One possible solution is to delegate part of work to junior staff while they are doing audit of separate accounting sections. For example, after performing principal audit procedures junior auditor would be responsible to make reasonable analysis from the business point of view. Why inventory item in trial balance increased so dramatically this year? So by the time of doing OAR senior auditor will have preliminary analysis of item in balance sheet, which could be expanded or left as it is if explanation provided is comprehensive and sensible.
Inventory structure analysis
I would also like to emphasise necessity of using understanding of general business tendencies and economic factors while doing OAR. For example, I had following case. The inventory of client increased and accountant explained vaguely that it is due to prices leap.
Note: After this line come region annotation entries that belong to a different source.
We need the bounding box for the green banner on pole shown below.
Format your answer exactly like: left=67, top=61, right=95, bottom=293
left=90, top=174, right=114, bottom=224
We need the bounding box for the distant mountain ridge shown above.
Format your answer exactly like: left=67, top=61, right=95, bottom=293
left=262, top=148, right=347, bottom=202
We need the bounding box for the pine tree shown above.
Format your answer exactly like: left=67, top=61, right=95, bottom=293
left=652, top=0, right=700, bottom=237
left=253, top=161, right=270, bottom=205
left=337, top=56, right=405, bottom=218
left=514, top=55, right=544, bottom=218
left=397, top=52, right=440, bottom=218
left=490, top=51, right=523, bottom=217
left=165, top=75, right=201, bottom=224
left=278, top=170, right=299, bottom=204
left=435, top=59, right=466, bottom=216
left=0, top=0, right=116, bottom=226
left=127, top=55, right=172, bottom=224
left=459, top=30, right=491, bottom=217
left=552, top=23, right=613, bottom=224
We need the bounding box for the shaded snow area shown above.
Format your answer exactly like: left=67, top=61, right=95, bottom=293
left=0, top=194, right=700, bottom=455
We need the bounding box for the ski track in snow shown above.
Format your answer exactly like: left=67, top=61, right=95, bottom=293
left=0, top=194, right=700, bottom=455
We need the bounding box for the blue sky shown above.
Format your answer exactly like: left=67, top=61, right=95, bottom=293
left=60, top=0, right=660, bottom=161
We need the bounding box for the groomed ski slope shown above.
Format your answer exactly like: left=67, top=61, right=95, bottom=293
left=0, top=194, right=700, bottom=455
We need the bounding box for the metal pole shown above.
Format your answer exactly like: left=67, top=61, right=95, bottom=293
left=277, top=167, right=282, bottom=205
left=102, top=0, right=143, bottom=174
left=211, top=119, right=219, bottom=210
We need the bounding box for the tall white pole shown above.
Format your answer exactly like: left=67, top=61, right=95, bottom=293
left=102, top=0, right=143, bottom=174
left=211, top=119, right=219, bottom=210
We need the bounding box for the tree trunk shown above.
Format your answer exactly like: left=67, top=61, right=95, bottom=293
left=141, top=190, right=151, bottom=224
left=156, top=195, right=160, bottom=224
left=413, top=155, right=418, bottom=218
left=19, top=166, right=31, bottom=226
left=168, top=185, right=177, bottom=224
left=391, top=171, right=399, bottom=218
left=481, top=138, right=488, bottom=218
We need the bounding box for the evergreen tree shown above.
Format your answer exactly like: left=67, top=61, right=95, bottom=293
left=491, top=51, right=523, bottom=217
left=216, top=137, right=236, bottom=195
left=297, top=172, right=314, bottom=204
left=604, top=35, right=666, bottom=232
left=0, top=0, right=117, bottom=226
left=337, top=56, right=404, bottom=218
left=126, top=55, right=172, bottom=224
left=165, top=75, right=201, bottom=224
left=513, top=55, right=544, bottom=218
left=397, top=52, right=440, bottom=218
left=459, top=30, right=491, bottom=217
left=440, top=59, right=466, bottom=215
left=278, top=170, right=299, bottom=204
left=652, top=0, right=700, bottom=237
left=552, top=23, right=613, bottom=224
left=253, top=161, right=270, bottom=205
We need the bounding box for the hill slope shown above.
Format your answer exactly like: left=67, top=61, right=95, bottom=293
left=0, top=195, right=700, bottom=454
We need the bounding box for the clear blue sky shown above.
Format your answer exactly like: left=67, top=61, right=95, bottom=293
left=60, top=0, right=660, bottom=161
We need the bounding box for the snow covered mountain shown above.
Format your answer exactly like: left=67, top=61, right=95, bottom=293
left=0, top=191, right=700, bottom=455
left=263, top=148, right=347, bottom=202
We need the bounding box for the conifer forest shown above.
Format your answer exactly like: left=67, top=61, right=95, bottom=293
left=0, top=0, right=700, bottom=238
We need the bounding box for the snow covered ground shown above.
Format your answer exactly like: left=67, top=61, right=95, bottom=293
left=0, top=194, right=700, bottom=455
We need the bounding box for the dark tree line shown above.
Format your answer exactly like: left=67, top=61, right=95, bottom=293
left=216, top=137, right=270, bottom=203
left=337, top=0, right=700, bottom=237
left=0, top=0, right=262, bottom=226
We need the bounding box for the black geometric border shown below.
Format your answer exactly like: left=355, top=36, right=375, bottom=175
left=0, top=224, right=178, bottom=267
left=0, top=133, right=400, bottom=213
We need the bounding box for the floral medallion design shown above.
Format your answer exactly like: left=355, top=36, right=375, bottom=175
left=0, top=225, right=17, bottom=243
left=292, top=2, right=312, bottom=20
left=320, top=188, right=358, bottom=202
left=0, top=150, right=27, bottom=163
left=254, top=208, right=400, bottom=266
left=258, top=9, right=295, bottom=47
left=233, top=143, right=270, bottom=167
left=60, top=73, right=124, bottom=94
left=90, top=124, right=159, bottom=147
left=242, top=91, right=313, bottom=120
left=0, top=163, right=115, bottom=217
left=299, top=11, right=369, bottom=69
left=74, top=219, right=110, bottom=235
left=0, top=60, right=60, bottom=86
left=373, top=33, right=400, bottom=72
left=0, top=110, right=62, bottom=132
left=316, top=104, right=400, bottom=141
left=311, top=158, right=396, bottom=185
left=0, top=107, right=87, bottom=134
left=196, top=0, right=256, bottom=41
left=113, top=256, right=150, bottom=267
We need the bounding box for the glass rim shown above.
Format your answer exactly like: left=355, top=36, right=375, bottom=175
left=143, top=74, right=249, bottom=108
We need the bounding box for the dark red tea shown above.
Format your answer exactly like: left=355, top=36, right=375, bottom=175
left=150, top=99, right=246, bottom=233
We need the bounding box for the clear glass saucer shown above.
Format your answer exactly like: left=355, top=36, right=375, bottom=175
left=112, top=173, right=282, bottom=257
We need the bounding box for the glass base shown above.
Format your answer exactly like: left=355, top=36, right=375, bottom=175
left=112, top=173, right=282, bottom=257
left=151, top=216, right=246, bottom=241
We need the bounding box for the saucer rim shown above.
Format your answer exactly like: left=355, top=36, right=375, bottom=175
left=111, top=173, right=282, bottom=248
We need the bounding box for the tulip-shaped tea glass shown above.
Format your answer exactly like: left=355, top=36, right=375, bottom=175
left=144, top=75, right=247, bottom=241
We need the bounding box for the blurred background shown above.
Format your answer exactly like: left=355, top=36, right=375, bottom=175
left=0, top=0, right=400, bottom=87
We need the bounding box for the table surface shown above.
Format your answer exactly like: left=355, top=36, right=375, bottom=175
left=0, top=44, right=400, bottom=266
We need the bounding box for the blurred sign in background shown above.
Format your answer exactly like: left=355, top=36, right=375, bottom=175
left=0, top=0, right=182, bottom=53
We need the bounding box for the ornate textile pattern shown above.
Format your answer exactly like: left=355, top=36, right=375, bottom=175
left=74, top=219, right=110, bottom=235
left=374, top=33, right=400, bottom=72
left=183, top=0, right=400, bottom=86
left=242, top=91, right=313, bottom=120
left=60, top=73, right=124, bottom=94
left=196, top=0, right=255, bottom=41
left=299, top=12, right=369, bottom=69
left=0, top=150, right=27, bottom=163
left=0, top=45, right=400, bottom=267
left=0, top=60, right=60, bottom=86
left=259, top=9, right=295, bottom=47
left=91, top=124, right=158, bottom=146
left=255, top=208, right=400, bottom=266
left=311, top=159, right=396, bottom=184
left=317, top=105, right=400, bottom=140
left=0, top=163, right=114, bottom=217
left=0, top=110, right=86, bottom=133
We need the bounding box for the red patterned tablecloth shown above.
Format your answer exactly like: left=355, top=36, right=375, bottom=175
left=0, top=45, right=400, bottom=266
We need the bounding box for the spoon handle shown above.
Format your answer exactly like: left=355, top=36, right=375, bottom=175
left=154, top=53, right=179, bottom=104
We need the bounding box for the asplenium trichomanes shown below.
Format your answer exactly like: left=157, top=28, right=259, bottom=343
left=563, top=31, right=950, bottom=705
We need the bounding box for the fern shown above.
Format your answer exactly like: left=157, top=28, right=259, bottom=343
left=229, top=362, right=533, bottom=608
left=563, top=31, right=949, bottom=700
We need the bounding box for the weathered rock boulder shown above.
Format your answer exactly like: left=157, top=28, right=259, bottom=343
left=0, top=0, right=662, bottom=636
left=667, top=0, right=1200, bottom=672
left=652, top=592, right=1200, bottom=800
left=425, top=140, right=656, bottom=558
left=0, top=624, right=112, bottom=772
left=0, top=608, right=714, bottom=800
To address this explanation I have undertaken following steps:
1)    Found out what kind of inventory caused increase: it was special alloyed construction steel;
2)  Found out that sales and percentage of this kind of steel in total inventory also increased;
3)   Found out from external sources (steel producers magazines, special business overviews) and internal sources (invoices, contract specifications) that special alloyed construction steel is rather expensive type of metal;
4)   Found out that due to increase of demand on construction steel in China (it was before 2008) price on all types construction steel and its components (e.g., chemical additives) had increased.
So the shift to production of more expensive special alloy steel was driven by market and fit into general economic tendencies, i.e. there was nothing controversial in client’s explanations of increase in inventory value.
I like analytical procedures, because it is creative and intellectual task: it allows you to compare facts from different sources, and find out if client explanations are coherent and persuasive enough.

Being diplomat       
At the end of audit it is necessary to discuss major issues occurred during audit process and their implications. Generally, there are no problems in carrying out this meeting. However, there are some issues arising in case of multilocation audit. Management of subsidiary is usually rather nervous about audit outcomes and sometimes there is a substantial lag between the moment of fieldwork end and issuing of audit opinion. So to my opinion if auditors want to maintain good relations with local management it would be good to communicate some preliminary (flexible) deadlines of finalising work or find words which make client employees understand further steps and ensure your future effective cooperation.
If you have any interesting examples of your experience finalising audit please comment and give some tips.